As such, I'm wondering which part of the edgeR pipeline to carry out on the global

scale and which part anew for each cnv and associated subset of proximal genes

(which might come down to testing just a single gene for one CNV at a time).

More general, my question is: I have my RNA-seq transcriptomic measurements, but

I'm only interested in testing a subset of genes, or even just a single one, in

a particular constellation of my sample groups.

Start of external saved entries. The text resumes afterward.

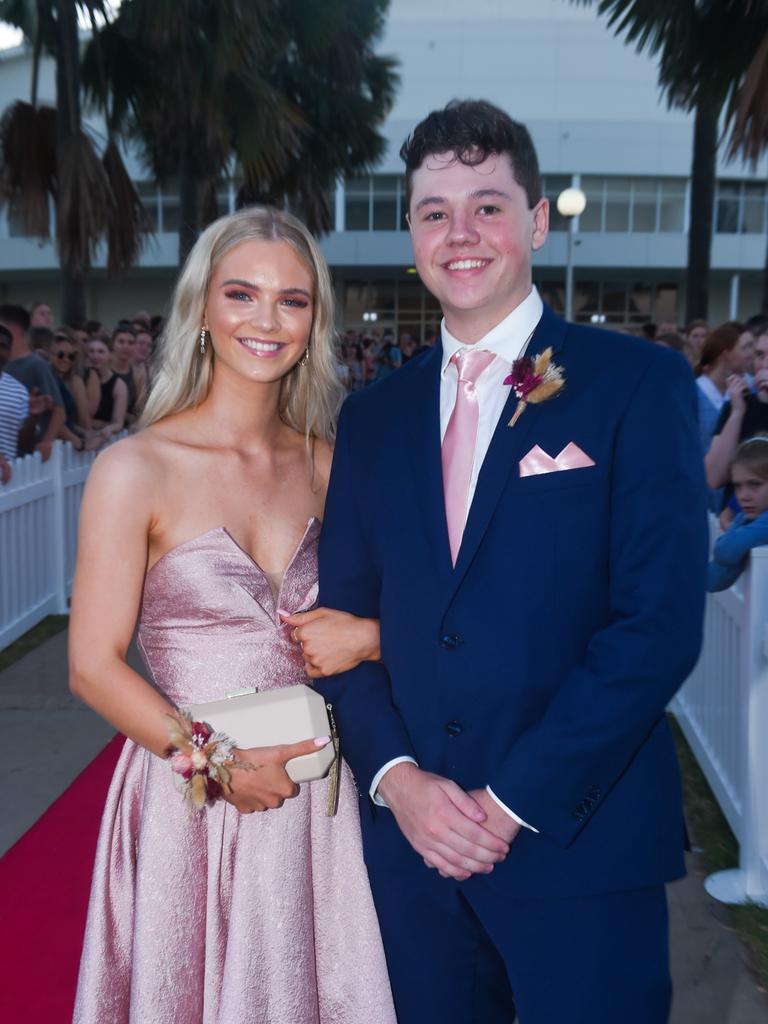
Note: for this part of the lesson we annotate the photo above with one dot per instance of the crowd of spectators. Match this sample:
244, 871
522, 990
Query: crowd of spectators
83, 384
80, 384
374, 355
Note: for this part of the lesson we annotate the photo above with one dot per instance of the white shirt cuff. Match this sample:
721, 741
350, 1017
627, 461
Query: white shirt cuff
507, 810
379, 801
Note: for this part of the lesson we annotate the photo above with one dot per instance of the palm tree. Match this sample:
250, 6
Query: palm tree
704, 49
286, 93
748, 110
46, 154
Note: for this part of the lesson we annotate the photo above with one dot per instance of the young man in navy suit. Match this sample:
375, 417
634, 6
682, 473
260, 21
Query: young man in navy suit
537, 556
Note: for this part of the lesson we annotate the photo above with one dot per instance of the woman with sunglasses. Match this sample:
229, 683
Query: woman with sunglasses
77, 426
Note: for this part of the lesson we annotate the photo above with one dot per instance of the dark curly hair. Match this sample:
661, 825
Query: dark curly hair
474, 129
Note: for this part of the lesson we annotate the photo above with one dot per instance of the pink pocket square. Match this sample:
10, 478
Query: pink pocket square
538, 462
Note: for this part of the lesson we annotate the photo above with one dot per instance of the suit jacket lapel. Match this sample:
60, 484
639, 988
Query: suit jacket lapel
507, 448
424, 448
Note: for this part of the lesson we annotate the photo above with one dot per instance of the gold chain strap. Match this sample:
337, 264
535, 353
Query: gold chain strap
334, 774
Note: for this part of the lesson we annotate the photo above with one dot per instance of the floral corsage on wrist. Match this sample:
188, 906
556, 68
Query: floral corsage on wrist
201, 760
534, 381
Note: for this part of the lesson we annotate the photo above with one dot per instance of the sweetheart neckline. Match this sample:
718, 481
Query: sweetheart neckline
223, 530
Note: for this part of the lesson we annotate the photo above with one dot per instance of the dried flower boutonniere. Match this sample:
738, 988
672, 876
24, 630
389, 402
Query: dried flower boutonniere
535, 381
202, 760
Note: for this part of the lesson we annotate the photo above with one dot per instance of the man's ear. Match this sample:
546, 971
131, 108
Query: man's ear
541, 223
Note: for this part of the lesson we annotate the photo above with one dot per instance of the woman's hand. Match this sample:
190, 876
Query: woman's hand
266, 784
333, 641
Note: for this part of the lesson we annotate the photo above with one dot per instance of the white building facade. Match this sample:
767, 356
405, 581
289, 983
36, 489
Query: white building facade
595, 113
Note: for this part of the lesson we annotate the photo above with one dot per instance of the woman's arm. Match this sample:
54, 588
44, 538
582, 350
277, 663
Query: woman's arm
77, 389
92, 391
724, 444
332, 641
118, 503
119, 408
65, 434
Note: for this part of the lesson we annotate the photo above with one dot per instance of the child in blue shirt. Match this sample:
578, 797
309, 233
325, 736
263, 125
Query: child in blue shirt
750, 528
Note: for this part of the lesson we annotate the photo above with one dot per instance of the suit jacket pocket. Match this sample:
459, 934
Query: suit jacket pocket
560, 479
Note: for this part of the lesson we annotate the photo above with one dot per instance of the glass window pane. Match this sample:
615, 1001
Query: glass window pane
644, 205
586, 300
171, 211
553, 293
616, 205
639, 303
726, 221
410, 295
381, 298
147, 193
665, 304
355, 301
614, 302
385, 202
592, 218
357, 205
754, 210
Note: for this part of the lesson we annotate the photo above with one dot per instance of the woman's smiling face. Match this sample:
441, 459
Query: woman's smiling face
259, 309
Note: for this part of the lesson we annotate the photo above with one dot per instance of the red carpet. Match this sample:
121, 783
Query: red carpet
45, 880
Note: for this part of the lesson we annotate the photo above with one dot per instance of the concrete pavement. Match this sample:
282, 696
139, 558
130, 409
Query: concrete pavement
49, 737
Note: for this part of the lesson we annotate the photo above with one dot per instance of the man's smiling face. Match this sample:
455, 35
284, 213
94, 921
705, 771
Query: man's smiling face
473, 237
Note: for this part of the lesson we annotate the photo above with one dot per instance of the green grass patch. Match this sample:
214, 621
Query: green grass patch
719, 850
33, 638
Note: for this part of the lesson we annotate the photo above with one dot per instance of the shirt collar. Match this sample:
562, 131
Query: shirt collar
506, 339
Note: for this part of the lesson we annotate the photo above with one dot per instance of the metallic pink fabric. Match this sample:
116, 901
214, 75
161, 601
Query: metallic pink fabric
459, 442
537, 461
221, 918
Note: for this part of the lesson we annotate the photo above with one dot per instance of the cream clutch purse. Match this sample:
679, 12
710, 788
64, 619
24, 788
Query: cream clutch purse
282, 716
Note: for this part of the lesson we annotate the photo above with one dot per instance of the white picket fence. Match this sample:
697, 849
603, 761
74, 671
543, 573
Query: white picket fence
723, 711
38, 538
722, 708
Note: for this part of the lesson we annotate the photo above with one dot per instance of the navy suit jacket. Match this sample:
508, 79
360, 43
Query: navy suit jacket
542, 664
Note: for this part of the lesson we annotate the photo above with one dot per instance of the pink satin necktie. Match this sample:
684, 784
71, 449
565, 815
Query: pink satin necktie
459, 442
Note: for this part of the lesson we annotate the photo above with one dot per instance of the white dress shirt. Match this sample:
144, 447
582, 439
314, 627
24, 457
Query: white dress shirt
508, 340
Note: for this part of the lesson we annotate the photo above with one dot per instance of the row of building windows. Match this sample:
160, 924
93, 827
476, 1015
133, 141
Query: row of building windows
377, 203
406, 305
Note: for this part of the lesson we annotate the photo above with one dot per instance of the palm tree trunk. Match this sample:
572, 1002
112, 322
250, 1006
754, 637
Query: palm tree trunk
68, 105
701, 209
188, 197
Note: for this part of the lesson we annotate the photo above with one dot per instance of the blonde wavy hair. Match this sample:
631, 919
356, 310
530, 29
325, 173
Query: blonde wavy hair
310, 394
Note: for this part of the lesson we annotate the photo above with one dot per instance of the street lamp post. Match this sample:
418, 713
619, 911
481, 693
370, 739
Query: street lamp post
570, 204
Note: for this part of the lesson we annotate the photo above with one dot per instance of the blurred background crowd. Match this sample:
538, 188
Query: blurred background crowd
84, 384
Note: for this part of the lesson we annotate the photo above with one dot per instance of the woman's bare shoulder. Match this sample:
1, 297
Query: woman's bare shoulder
324, 454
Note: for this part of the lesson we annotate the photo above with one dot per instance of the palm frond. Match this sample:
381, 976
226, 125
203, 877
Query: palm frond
85, 204
28, 146
748, 110
129, 224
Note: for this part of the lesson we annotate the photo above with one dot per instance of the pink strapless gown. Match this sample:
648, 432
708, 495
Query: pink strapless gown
221, 918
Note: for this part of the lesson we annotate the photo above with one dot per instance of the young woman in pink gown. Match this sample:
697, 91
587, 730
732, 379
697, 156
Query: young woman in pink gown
222, 915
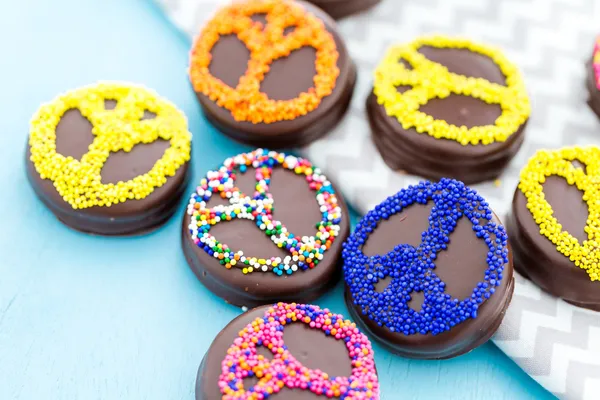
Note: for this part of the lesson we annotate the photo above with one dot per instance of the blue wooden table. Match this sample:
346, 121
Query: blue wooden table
85, 317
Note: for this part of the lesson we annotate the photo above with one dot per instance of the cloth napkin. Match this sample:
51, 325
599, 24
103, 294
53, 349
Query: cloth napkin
549, 40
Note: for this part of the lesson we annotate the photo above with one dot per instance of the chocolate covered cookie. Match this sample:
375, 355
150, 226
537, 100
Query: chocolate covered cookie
592, 81
429, 272
264, 227
110, 158
292, 352
272, 73
553, 226
342, 8
448, 107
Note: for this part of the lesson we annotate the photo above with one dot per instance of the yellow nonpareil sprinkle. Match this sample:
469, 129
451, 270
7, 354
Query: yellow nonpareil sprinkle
546, 163
430, 80
79, 181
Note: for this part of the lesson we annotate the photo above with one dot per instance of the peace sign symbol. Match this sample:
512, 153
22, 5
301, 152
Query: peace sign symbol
266, 44
304, 253
559, 163
431, 80
284, 370
412, 269
79, 182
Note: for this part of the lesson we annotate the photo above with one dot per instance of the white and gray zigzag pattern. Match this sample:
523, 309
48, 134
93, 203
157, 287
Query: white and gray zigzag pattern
549, 39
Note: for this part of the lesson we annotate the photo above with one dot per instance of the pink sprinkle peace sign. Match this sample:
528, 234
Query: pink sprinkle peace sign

Obviously, calcNormFactors needs to be calculated on the complete expression

matrix, and just once.

For estimateDisp apparently for each CNV anew - or at least for each CNV group

as determined with your PCA approach - but again over the complete expression matrix.

Likewise for glmQLFit.

I would then subset the fit to the genes of interest (genes in the vicinity of the cnv under study)

and carry out glmQLFTest on this cnv-specific subset of genes.

Does this sound about right? Many thanks!